Learning from Mistakes: A moving target

Even with solid strategies and coordinated efforts from both AI-specific and cross-functional teams to plan, implement, and monitor AI, errors can still occur. No AI system is perfect, and Grasshopper is no stranger to challenges brought on by the tech. 

Chapman acknowledges that mistakes are inevitable, and he believes it’s your response to them that decides whether you stumble or grow from the experience.

“Rather than viewing these misclassifications as failures, we treat them as opportunities to continuously improve our systems,” he says.

Chapman reflects on instances where AI has made incorrect risk assessments — flagging a customer or transaction as high risk when it was actually low, or vice versa — and missing important alerts or triggering false ones that wouldn’t have been flagged in a human review.

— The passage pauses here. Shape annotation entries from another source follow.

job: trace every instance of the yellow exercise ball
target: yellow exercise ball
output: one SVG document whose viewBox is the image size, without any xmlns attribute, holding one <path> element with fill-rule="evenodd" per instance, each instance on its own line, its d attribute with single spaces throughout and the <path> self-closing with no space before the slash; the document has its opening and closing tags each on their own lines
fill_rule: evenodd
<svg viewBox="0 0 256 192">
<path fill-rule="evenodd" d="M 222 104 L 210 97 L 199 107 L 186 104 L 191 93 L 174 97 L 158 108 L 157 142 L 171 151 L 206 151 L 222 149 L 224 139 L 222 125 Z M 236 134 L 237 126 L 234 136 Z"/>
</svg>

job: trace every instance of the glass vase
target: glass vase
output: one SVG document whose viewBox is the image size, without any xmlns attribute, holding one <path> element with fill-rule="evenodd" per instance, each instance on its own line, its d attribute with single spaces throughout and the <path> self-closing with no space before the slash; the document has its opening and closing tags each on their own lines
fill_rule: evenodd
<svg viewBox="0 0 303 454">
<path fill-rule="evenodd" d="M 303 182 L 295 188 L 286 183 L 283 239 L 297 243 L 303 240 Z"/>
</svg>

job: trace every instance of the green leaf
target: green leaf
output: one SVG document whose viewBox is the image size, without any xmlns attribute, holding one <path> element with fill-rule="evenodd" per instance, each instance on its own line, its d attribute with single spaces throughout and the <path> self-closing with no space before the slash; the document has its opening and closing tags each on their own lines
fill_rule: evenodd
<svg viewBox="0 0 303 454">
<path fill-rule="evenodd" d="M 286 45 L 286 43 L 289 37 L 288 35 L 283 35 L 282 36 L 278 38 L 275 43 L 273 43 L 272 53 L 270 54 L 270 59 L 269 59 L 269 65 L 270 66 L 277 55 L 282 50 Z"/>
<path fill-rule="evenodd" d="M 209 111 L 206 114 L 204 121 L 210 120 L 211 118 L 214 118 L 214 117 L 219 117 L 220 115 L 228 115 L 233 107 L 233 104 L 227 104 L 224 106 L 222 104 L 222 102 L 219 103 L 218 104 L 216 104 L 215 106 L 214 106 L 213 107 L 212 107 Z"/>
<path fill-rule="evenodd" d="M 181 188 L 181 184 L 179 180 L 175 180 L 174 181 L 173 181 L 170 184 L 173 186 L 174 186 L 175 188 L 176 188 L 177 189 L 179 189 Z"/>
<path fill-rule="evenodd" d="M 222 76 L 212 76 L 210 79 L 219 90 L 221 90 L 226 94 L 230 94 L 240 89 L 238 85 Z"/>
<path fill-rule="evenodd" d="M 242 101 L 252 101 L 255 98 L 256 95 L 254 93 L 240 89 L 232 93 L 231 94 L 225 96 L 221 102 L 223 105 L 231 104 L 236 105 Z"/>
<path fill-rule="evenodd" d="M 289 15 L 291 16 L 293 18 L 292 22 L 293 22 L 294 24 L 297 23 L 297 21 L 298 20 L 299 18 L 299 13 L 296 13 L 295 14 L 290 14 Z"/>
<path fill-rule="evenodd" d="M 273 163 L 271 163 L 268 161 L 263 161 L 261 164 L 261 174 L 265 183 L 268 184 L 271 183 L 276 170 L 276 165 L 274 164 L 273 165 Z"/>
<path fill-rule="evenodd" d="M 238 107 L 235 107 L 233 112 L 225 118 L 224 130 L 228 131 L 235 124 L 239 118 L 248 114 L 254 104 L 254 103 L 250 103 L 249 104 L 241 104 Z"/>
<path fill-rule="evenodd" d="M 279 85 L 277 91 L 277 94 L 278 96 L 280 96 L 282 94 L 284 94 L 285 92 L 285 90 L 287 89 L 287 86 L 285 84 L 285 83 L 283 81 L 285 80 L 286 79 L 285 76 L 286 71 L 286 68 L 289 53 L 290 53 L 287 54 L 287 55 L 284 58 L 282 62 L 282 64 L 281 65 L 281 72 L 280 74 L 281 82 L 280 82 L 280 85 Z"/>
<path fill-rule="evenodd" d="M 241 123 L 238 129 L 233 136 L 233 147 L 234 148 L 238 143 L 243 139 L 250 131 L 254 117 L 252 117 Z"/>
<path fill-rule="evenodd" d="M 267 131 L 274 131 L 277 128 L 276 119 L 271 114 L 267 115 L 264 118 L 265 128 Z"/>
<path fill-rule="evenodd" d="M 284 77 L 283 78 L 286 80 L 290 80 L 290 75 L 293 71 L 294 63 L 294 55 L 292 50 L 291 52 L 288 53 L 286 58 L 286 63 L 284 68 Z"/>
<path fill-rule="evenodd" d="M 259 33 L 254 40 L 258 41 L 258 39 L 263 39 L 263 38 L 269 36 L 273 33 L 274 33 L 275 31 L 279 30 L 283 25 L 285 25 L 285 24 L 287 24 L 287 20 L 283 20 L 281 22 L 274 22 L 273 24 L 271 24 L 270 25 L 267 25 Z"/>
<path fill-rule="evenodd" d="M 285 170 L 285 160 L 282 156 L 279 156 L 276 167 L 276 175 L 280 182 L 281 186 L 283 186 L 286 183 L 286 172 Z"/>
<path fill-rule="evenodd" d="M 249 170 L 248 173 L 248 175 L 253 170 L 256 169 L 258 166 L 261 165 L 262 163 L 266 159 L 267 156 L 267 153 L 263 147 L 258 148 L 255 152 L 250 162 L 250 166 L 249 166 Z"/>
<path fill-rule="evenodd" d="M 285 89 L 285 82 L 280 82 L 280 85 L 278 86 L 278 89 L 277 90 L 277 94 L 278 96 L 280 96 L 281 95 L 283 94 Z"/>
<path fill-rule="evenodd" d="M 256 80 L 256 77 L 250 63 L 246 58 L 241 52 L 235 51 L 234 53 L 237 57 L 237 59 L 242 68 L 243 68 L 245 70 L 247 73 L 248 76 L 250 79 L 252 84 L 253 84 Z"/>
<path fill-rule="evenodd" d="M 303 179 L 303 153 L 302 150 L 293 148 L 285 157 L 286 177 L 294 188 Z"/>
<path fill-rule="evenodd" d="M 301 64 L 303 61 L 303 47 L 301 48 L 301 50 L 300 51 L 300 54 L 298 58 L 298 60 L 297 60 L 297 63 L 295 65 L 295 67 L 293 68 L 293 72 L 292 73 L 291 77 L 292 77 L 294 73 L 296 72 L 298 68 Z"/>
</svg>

When such incidents occur, Chapman explains that the bank’s next course of action is to:

  • Escalate the case to a human reviewer — typically a member of Grasshopper’s compliance or fraud team — who performs a quality check (QC) and determines the appropriate resolution.
  • Log and document the issue, then conduct a root cause analysis to understand what led to the incorrect rating or alert.
  • Refine the model inputs, rules, or thresholds as needed to prevent similar issues in the future. In some cases, this may involve retraining or tuning models or making procedural adjustments.

Grasshopper Bank’s approach to AI is far from seismic, but it’s thoughtful and measured, which is perhaps even more important. The company isn’t hastening to replace human decision-making with AI; instead, it’s leveraging AI as a tool to complement its human workforce capabilities.